A las diez de la noche, por unanimidad, decidieron que ya era hora de regresar a la residencia de cada uno; antes de que todos se fueran, la propietaria del lugar en el que se encontraba les regaló una cereza como regalo final. Humberto se fue con su camarada y dos compañeras más a coger el bus que más les servía. Humberto no tenía claro dónde estaba ubicado, pero al llegar a la estación de buses principal de la ciudad, supo qué transporte le servía, cogió uno de los últimos buses del día. Eran las once de la noche, cuando Humberto cogió el bus que lo llevaba hasta su hogar, no consiguió un asiento, por lo que le tocó ubicarse parado cogiendo uno de los tubos diseñados precisamente para los momentos en los que el vehículo está muy lleno. Estuvo bostezando todo el trayecto.
Cuando el bus llegó a la estación en la que Humberto tenía que bajarse, eran las once y media de la noche, sólo se bajó él, nadie más se quedó en esa estación, salió y se encaminó hacia su vivienda. Vio a dos hombres, caminado delante de él, uno no tenía saco ni chaqueta, sólo una camiseta roja, y el otro tenía un saco negro, y una cachucha que Humberto no supo diferenciar de color.

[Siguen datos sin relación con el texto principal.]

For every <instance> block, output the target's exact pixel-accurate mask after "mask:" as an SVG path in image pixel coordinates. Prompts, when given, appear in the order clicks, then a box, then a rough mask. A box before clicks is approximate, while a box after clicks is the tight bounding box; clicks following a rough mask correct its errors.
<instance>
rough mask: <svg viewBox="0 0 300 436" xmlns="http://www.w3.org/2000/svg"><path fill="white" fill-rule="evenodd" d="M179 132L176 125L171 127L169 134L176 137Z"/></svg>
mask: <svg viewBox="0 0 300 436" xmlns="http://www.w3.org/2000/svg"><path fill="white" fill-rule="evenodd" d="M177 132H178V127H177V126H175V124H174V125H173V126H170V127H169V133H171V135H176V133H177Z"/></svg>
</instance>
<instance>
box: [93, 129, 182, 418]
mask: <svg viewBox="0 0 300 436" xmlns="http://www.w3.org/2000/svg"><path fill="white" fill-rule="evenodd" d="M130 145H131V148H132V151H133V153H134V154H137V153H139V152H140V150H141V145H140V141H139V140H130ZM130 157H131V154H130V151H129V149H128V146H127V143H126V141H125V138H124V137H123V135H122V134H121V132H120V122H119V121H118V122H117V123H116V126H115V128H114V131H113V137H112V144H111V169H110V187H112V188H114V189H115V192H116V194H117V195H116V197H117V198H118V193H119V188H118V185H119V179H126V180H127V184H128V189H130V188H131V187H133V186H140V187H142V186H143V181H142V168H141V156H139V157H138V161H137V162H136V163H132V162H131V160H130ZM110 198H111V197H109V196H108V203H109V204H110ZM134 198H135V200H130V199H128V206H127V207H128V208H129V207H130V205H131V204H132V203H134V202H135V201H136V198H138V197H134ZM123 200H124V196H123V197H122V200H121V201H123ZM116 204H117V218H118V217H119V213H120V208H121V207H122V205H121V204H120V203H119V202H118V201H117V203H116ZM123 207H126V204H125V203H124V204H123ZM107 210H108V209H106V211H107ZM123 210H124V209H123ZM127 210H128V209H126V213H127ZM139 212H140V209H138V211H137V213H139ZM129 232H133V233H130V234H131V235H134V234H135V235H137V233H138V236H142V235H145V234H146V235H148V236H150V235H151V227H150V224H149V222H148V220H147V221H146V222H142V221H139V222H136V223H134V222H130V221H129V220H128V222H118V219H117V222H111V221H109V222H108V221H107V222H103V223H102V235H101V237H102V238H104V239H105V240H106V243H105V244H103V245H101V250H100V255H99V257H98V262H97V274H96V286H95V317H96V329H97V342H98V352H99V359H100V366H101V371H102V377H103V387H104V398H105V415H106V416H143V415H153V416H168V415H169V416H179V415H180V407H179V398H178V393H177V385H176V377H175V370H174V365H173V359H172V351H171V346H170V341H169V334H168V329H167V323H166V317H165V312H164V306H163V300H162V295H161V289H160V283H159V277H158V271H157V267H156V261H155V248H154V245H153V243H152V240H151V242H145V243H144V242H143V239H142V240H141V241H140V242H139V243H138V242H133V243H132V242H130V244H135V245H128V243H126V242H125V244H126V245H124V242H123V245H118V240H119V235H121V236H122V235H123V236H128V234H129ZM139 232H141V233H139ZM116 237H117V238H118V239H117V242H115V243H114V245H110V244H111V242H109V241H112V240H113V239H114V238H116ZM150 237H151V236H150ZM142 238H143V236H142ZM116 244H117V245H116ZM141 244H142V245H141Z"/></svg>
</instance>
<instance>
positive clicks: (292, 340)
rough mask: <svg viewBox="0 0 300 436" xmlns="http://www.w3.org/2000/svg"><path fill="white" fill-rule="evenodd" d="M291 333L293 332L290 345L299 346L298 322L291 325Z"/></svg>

Delante de los dos sujetos iba otro hombre, musculoso, con una maleta; al parecer los dos individuos iban a robar al tipo que iba más adelante, pero cuando vieron que Humberto venía detrás de ellos, empezaron a caminar más despacio y cambiaron su rumbo, pues iban por la cuadra paralela a la de Humberto, este último, siguió caminando tranquilo, pasó cerca de ellos confiado en que Dios lo protegiera de cualquier tragedia.
Cuando Humberto les llevaba una distancia de más de dos metros, uno le habló – ¿tienes horas socio? -, Humberto no quiso responder y siguió caminando como si no hubiera escuchado nada, una vez más el delincuente repitió - ¿Tiene horas socio? –, Humberto se sintió fastidiado por la repetición, por lo que se detuvo, volteó su cabeza y con las manos extendidas le espetó – No tengo horas -. Fue ese el momento en el que el ladrón que tenía cachucha se le acercó; Humberto alzó sus manos al cielo y le dijo – no me haga daño, por favor -, el malhechor le esculcó uno de los bolsillos, allí tenía el celular, se lo arrebató, después le dijo que le pasara la maleta, en la cual Humberto llevaba su Biblia de hace cinco años, un cuaderno para anotar la prédica del día y un esfero. Seguidamente, el otro ladrón se acercó y sacó un puñal, Humberto estaba inmóvil de lo aterrorizado que estaba, el bandido le dijo – se lo toteo -.
A pesar de que Humberto no opuso resistencia, el maleante le introdujo el cuchillo en el vientre, produciendo en Humberto un grito horroroso - ¡ah!, ayúdame Dios, como lo has prometido siempre -. Los rateros se fueron caminando por donde venían. Humberto no sabía qué hacer, estaba a una cuadra de su casa, sus padres y su hermano lo estaban esperando, un taxi pasó cerca de donde estaba Humberto, un hombre salió y lo auxilió, lo metió en el carro, en el que había una señora y el conductor. El hombre le dijo al taxista – llevemos este hombre al hospital más cercano que haya -. El taxista lo pensó por un momento, y aceleró para encontrar la clínica más cercana. Se tardaron cinco minutos en llegar, lo atendieron inmediatamente, pero no se pudo hacer nada. Humberto falleció inobjetablemente.